Children and young people

Bupropion Bluefish is not recommended for the treatment of children under 18 years.

There is an increased risk of suicidal ideation and behavior when children under the age of 18 are treated with antidepressants.


Before you start using Bupropion Bluefish, your doctor needs to know:

  • if you regularly drink a lot of alcohol
  • if you have diabetes and are being treated with insulin or tablets
  • if you have or have had a serious head injury

Bupropion Bluefish has been shown to cause seizures in approximately 1 in 1,000 people. The risk of this side effect is greater in people in the above groups. If you have a seizure during treatment, stop taking Bupropion Bluefish and contact your doctor.

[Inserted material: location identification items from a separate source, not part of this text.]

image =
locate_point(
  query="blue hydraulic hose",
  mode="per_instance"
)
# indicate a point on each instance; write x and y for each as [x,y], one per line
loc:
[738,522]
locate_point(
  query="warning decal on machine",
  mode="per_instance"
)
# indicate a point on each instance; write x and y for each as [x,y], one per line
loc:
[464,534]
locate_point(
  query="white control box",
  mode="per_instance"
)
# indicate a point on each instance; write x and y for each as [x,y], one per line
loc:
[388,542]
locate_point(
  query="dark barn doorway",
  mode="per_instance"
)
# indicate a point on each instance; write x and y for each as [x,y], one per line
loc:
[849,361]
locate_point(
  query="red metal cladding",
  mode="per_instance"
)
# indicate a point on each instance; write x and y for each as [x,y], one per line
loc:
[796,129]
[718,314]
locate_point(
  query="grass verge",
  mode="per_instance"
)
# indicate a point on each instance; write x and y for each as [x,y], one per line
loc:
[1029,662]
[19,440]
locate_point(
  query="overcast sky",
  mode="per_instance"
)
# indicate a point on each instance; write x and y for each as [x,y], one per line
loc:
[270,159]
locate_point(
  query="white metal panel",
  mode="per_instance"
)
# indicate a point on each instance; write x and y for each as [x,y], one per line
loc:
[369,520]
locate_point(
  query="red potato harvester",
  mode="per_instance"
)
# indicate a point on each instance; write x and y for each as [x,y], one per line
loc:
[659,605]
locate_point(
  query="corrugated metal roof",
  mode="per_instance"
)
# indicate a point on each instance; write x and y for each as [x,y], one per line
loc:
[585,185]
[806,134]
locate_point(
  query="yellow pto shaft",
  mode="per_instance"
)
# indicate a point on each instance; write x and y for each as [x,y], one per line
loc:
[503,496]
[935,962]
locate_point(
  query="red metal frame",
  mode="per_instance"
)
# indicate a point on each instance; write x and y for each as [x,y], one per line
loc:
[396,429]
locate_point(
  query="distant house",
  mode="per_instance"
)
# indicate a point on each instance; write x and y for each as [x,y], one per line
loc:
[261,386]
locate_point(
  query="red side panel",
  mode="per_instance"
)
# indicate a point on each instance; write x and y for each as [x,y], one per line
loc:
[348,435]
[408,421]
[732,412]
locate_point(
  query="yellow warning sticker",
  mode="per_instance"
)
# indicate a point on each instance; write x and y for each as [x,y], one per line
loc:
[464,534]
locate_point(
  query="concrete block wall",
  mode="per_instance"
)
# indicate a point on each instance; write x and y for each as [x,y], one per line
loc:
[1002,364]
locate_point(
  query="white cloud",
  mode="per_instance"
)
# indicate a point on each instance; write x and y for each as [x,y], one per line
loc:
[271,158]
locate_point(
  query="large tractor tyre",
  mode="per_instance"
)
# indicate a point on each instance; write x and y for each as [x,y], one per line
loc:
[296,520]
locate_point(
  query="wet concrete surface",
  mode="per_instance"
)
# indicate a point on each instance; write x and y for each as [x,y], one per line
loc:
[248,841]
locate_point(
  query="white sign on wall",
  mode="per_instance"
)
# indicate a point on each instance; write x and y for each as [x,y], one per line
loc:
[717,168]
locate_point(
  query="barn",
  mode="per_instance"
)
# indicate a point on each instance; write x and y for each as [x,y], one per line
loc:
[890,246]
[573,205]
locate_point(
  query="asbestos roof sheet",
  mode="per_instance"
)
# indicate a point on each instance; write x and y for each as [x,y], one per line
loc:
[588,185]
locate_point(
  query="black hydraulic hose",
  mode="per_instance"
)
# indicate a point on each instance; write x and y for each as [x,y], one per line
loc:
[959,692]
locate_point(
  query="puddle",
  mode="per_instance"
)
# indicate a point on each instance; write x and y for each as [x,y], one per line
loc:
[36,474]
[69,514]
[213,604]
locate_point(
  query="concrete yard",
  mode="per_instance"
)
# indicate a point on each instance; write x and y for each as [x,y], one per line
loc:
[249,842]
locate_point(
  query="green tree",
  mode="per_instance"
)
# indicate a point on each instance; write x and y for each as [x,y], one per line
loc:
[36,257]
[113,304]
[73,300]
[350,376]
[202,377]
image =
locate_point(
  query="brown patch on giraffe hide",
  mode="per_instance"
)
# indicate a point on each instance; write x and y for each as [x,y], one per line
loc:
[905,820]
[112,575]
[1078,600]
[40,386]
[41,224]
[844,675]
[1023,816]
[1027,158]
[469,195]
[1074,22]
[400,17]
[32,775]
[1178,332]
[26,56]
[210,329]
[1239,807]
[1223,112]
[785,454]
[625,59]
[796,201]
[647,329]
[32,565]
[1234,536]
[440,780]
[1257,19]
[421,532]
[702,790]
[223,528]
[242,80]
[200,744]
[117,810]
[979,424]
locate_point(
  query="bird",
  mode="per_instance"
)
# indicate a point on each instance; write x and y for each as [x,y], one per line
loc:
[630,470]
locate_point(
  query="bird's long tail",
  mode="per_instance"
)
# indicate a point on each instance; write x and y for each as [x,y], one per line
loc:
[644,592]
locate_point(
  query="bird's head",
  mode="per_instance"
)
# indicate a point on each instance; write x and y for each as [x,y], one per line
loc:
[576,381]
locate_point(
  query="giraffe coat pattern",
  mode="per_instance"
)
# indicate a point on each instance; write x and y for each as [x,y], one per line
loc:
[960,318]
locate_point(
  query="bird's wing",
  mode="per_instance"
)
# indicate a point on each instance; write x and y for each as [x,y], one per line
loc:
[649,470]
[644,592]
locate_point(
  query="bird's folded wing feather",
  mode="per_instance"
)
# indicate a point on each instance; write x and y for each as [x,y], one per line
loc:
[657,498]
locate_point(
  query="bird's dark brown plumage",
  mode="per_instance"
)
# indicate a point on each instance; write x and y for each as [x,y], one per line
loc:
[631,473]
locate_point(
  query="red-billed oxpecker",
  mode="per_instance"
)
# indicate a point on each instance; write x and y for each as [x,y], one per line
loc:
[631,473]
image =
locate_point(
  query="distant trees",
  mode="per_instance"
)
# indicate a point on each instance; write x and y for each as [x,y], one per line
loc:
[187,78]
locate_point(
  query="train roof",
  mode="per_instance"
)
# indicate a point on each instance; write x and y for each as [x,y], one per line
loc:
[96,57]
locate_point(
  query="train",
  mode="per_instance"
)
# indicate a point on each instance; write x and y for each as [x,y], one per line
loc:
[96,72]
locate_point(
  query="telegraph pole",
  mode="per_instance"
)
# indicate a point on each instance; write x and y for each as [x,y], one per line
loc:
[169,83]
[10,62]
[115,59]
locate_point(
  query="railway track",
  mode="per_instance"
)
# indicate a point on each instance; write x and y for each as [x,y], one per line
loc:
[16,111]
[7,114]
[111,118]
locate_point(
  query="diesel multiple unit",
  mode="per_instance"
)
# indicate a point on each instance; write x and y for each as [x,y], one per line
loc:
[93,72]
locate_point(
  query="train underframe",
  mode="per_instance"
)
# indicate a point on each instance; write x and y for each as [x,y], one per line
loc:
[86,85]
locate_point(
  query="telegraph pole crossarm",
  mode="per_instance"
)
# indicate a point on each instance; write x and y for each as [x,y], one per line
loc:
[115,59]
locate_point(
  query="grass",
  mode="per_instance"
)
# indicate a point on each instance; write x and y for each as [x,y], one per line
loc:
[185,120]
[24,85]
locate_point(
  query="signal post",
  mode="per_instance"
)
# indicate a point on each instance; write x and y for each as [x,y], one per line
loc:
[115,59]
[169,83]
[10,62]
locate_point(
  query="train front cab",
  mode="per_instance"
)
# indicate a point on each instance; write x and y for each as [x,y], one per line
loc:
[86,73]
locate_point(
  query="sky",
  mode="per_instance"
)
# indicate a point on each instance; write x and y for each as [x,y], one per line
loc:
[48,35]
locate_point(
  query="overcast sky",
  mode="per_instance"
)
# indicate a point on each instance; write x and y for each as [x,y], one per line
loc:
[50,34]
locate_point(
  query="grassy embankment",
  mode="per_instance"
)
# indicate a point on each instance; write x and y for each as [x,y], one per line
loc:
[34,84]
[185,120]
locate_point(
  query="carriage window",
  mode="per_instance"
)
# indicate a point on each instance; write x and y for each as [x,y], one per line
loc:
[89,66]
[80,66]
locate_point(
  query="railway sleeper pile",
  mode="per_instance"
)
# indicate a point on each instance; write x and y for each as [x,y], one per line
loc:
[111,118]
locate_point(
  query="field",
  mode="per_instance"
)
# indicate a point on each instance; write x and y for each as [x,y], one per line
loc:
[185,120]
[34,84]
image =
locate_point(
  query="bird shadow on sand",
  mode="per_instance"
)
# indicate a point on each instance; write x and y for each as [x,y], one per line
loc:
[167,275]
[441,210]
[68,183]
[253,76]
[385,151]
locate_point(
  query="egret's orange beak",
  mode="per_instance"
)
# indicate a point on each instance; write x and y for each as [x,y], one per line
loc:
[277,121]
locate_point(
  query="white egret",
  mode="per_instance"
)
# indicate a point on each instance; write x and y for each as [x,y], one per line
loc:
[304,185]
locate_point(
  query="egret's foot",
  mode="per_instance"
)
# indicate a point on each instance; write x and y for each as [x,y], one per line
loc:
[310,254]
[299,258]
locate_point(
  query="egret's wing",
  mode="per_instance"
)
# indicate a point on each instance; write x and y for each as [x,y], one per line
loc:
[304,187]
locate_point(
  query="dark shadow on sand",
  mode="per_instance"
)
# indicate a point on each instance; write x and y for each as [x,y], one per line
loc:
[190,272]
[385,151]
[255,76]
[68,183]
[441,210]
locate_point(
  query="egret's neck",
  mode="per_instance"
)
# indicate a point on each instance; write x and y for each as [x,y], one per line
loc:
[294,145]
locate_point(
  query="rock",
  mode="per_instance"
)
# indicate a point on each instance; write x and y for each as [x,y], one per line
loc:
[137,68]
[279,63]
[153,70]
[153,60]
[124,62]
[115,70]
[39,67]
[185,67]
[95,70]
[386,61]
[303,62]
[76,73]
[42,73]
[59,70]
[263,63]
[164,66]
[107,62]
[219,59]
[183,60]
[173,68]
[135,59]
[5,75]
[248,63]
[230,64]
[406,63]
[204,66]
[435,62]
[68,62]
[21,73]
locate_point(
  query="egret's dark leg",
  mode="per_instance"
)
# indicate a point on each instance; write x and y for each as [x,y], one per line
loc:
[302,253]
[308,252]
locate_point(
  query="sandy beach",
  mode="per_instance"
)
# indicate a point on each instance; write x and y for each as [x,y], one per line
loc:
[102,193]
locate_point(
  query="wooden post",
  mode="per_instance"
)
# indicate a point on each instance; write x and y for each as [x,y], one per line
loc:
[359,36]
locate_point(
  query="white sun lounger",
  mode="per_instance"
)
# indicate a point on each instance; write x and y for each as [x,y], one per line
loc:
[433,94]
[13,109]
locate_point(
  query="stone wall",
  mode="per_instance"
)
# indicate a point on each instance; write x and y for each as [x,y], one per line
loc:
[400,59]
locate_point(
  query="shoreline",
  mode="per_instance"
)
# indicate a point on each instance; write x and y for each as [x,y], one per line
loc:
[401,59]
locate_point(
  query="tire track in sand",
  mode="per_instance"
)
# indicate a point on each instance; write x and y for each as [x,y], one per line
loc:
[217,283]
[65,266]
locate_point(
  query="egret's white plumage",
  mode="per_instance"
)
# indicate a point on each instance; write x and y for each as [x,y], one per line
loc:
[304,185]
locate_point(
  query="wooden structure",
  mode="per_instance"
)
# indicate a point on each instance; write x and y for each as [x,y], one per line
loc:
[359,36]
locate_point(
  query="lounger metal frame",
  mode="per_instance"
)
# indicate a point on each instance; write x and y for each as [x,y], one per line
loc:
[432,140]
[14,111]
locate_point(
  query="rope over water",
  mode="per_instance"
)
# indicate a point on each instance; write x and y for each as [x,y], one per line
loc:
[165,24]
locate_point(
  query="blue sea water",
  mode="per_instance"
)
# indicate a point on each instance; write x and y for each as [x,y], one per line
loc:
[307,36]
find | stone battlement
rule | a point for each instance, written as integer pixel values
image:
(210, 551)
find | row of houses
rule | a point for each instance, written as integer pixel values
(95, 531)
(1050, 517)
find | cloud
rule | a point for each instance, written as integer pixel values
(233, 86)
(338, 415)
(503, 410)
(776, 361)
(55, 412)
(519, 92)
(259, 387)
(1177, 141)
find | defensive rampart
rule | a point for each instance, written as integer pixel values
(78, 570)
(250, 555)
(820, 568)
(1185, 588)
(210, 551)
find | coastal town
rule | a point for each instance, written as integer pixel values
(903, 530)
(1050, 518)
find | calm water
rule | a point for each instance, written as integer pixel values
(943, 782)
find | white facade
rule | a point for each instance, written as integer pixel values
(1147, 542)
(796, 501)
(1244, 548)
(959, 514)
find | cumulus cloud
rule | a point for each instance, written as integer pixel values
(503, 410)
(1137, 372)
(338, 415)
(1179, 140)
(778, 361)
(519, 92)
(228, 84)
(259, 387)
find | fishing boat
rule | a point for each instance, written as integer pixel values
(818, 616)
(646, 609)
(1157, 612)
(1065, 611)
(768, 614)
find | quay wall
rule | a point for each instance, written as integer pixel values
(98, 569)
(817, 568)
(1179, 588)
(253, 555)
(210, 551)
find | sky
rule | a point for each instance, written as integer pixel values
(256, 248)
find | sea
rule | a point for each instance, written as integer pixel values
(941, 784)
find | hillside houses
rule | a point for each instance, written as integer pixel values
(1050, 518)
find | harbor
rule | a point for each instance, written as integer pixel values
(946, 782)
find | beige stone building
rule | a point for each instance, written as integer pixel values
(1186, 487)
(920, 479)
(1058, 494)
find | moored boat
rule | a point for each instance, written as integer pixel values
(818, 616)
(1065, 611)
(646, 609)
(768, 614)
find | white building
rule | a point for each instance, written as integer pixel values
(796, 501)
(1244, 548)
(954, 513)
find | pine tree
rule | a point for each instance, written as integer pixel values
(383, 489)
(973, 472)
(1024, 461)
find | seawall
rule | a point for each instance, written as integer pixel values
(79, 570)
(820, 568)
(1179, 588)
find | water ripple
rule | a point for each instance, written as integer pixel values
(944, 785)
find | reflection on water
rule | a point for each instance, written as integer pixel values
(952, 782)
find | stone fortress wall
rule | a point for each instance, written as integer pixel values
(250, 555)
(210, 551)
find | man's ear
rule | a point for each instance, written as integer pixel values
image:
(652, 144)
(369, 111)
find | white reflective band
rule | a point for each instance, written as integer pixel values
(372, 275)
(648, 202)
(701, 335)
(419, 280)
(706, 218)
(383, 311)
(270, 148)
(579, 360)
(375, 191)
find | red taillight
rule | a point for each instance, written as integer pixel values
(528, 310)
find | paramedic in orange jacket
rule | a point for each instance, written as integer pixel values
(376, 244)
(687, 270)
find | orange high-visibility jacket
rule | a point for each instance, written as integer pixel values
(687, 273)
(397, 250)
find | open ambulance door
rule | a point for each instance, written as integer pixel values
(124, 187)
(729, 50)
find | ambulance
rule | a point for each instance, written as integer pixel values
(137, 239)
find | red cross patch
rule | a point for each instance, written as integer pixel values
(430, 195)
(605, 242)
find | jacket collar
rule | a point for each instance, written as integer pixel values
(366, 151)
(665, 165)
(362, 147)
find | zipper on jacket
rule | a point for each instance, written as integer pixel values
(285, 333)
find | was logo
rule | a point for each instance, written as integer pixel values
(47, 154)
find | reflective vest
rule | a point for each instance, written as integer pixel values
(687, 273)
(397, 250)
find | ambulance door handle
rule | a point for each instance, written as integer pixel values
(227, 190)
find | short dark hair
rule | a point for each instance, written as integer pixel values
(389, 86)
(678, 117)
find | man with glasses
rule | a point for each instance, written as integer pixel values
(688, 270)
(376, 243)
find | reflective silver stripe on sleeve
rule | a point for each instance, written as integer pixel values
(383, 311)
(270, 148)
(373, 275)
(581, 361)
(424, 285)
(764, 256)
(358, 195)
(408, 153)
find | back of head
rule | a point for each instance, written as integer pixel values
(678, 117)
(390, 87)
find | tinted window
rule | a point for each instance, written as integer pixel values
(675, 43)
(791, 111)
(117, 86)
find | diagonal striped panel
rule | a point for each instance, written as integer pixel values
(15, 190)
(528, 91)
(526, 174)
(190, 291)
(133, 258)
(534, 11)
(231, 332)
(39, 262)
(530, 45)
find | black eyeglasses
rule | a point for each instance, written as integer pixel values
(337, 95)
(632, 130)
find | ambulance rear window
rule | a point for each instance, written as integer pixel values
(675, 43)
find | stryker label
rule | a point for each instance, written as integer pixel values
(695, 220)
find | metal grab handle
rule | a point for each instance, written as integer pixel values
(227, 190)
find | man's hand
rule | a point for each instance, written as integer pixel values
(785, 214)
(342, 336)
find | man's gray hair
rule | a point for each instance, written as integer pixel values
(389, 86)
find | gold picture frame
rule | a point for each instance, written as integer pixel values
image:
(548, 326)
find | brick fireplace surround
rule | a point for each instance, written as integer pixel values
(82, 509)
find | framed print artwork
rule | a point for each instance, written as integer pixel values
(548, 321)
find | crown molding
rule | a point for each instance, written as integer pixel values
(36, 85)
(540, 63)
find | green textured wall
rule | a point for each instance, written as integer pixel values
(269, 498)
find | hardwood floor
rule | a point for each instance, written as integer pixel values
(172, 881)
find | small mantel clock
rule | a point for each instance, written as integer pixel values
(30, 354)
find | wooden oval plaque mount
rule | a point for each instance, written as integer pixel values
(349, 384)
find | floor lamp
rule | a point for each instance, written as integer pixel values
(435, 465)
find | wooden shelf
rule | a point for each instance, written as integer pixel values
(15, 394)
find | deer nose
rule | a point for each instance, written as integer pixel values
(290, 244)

  • if you have bipolar disorder (extreme mood swings), Bupropion Bluefish may cause an episode of the disease.
  • if you have liver or kidney disease, the risk of having side effects is increased.

If any of the above apply to you, talk to your doctor again before using Bupropion Bluefish. Your doctor may need to pay extra attention to your treatment or recommend another treatment.

Thoughts of suicide or worsening of your depression

You who are depressed can sometimes have thoughts of harming yourself or committing suicide. These symptoms can get worse when you start using antidepressants because it takes time for drugs of this type to take effect, usually about 2 weeks, sometimes longer.

These thoughts may be common:

  • If you have previously had thoughts of harming yourself or committing suicide.
  • If you are a young adult. Studies have shown that young adults (younger than 25 years), with mental illness treated with antidepressants, have an increased risk of suicidal behavior.

Contact a doctor as soon as possible or see the nearest hospital if you have thoughts of injuring yourself or committing suicide.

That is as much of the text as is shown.